There are things I can control, so I focus on those. And most of those things begin in the present moment instead of in my future.
I can control how I feel in my body. So, I take care of my body by moving my body daily and feeding myself foods that make me feel less junky and more vibrantly alive. This will impact my future, but I’m more focused on how it will impact my day-to-day life.

Going with the flow:

This is such a classic yoga expression. As in, “Be cool, man. Just go with the flow.” Or something like that.
I’ve always been more of a Type-A yogi, so “going with the flow” has never been a motto that I ever felt comfortable adopting.
I prefer to direct the flow, not be tossed around by its whims (see #1 about control).
Here’s the thing about military life: It will throw you some curveballs.
When Nathan first left for officer training, I wasn’t really sure when I’d get to talk to him again. Then it turned out we could talk on the phone for the first week. And then suddenly we couldn’t and it was only on weekends. And only if his entire flight accomplished a certain list of tasks.
I organized a trip to coincide with the end of Nathan’s pilot training, so he’d be able to pick us up from the airport when we arrived home. He couldn’t. He finished his training a few days later.
You’re told that the start date for something is in July. Then it’s pushed back to August. Then to September. Then to October. Then back to September.
You make plans and then you have to change them because
The Military doesn’t give spouses a lot of information to work with and often that information changes.
This still frustrates me. A lot.
I also can’t change it.
What I can change is my attitude about how I navigate those sudden changes.
So I go with the flow. I change direction. I shift my plans. And I try not to be too cranky about it because my crankiness won’t change anything either.

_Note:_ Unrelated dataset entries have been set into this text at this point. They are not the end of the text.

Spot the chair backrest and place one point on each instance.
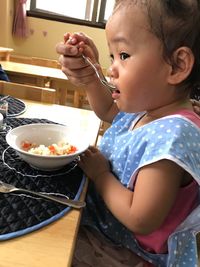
(38, 61)
(29, 92)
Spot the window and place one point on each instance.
(93, 13)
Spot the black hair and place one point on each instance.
(176, 23)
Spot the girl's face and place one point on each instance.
(138, 69)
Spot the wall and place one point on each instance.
(43, 35)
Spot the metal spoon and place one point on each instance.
(8, 188)
(101, 77)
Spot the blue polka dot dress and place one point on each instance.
(173, 137)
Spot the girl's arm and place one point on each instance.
(145, 209)
(82, 74)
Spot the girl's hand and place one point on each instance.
(73, 65)
(93, 163)
(196, 106)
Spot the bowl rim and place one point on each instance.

Approaching each new experience with a beginners mind.

In some ways, this has been the most fun lesson to learn.
On the yoga mat, it can be tough to approach a familiar pose with a beginners mind. If you’ve done down dog 100 times before, you know how the pose feels in your body. You also know the adjustments you need to make if it feels weird or off.
So it can be challenging to do down dog as though you’ve never done it before when you’ve actually done it a lot.
One solution is to bring your focus to a part of your body that you don’t often think about in the pose. Or work an action that you sometimes work less.
Every new place we move to is an opportunity to discover a new part of the country and a new part of the world I might not have explored otherwise.
Every new place is an opportunity to try out new yoga studios and new farmer’s markets.
Every new place is an opportunity to meet and build friendships with new people.
This certainly has it’s downside, too. As soon as you settle in and feel comfortable, you often have to pack up and move again. Still, the ability to discover more about the world and about yourself in the process, is pretty fantastic.

Beginners mind has also offered me one more bit of awareness. I had a lot of assumptions about the military and military spouses when Nathan joined the Air Force. I was uncomfortable. Afraid I wouldn’t find like minded friends or be able to find common ground. I was wrong.
Beginners mind has also given me the gift of recognizing that there are more things that we share than things that divide us.
That is a powerful gift.

Not too long ago, I was catching up with a good friend. We were chatting about how much in my life has shifted since my husband joined the Air Force and we became a military family. I mentioned that we were in the middle of packing up our house for the first of 2 moves we’d make in the next 6 months.

I talked about all of the big changes ahead. The trickiness of 2 moves back to back. The fact that Milly will miss the last few months of school and I’ll need to supplement somehow. The fact that I know basically no one in our new town and won’t have much support.
My friend asked how I was doing and feeling about all of it.
I shrugged and said, “It will be an adventure.”
My friend laughed and said, “it’s great you have such a positive attitude about it.”

I laughed. It’s true. As nervous as I am about the moves and changes ahead, I also can’t help but stay positive. The alternative won’t help.
Instead, I’ll stay present and go with the flow and approach each change with a beginners mind.